Menurut Marsel, Hardiknas bukan hanya sekadar seremonial atau penghormatan terhadap jasa Ki Hajar Dewantara. Ia melihat momentum ini sebagai waktu untuk merefleksikan sejauh mana fondasi masa depan generasi bangsa, khususnya di wilayah Nabire.
Pendidikan dan Gizi: Dua Hal yang Tidak Terpisahkan
Marsel menjelaskan bahwa pendidikan dan gizi adalah dua aspek yang saling berkaitan. Anak yang sehat akan lebih siap belajar, bereksplorasi, dan menciptakan prestasi. Oleh karena itu, ia mengajak seluruh satuan pendidikan di Nabire untuk memperkuat edukasi literasi gizi.
“Karena sekolah bukan hanya tempat mentransfer ilmu pengetahuan, tetapi juga tempat menyemai kebiasaan hidup sehat,” ujar Marsel. Ia menekankan perlunya meningkatkan literasi gizi kepada setiap siswa agar mereka tidak hanya makan untuk kenyang, tetapi juga memahami nutrisi yang masuk ke tubuh mereka.
Literasi gizi, menurut Marsel, merupakan investasi jangka panjang untuk memutus rantai stunting dan menciptakan SDM Papua yang unggul, baik secara intelektual maupun fisik.
Pemerataan Layanan Gizi Melalui Program Makan Bergizi Gratis
Selain edukasi, Marsel menyoroti pentingnya pemerataan pelayanan gizi melalui program Makan Bergizi Gratis (MBG). Ia berharap layanan MBG dapat menjangkau seluruh pelosok Nabire, termasuk daerah pesisir Wapoga hingga pegunungan di Siriwo.
“Setiap anak berhak mendapatkan asupan nutrisi yang layak. Tidak boleh ada satupun anak yang tertinggal hanya karena kendala geografis,” tegas Marsel. Ia menegaskan bahwa tidak ingin melihat anak-anak absen sekolah karena harus ikut orang tua bekerja akibat faktor ekonomi atau kelaparan.
Kolaborasi untuk Membangun Sekolah yang Berkelanjutan
Marsel mengajak seluruh elemen, mulai dari pihak sekolah, orang tua, hingga pemerintah daerah untuk membangun sinergitas yang kuat. Menurutnya, tantangan besar ini tidak bisa diselesaikan sendirian.

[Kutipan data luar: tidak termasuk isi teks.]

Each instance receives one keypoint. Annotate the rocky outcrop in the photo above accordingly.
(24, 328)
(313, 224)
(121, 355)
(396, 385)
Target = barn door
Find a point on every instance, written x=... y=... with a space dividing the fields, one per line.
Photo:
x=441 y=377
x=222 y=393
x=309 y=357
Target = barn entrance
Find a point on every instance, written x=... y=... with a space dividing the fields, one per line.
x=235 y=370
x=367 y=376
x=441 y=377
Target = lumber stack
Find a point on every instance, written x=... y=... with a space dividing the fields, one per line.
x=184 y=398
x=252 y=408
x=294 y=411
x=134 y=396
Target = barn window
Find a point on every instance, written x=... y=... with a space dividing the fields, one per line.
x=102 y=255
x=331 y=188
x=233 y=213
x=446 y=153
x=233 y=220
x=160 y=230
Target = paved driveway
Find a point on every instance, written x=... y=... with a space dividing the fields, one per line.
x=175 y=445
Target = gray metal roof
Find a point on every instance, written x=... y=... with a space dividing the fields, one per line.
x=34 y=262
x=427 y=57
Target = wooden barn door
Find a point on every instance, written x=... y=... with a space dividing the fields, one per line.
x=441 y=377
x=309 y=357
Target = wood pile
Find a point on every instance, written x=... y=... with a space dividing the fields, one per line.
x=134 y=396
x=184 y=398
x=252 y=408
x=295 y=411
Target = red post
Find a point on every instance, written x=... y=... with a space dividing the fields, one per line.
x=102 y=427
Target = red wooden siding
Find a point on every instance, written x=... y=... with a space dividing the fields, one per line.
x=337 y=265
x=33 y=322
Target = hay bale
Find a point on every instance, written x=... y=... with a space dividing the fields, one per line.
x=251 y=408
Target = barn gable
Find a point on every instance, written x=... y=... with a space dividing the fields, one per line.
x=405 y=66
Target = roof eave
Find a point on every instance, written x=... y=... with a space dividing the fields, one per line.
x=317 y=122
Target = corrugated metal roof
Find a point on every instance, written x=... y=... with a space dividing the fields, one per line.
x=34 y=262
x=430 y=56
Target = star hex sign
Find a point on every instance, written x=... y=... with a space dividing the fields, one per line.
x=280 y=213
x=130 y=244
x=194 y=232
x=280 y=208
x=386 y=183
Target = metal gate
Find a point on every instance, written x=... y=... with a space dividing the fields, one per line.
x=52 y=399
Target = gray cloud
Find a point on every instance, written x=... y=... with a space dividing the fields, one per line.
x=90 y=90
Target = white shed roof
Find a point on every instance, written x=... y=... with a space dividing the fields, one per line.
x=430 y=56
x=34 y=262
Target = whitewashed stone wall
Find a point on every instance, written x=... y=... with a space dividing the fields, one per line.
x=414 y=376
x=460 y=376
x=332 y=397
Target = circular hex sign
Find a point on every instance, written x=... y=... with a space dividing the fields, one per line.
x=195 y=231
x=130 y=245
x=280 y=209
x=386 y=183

“Kita harus menjadikan Hardiknas ke-67 ini sebagai titik tolak kolaborasi. Kita bangun sekolah di Nabire agar bukan hanya menjadi pusat ilmu, tapi juga menjadi lumbung generasi emas yang sehat dan cerdas,” katanya.
Kesimpulan
Dalam peringatan Hardiknas 2026, Marsel Asyerem menegaskan bahwa pendidikan dan gizi adalah dua aspek yang saling melengkapi. Ia berharap dengan penguatan literasi gizi dan pemerataan layanan MBG, anak-anak Nabire dapat tumbuh sehat, cerdas, dan siap mengukir prestasi.
Mari kita bersama-sama memperkuat literasi gizi demi masa depan Nabire yang lebih baik. Selamat Hari Pendidikan Nasional 2026!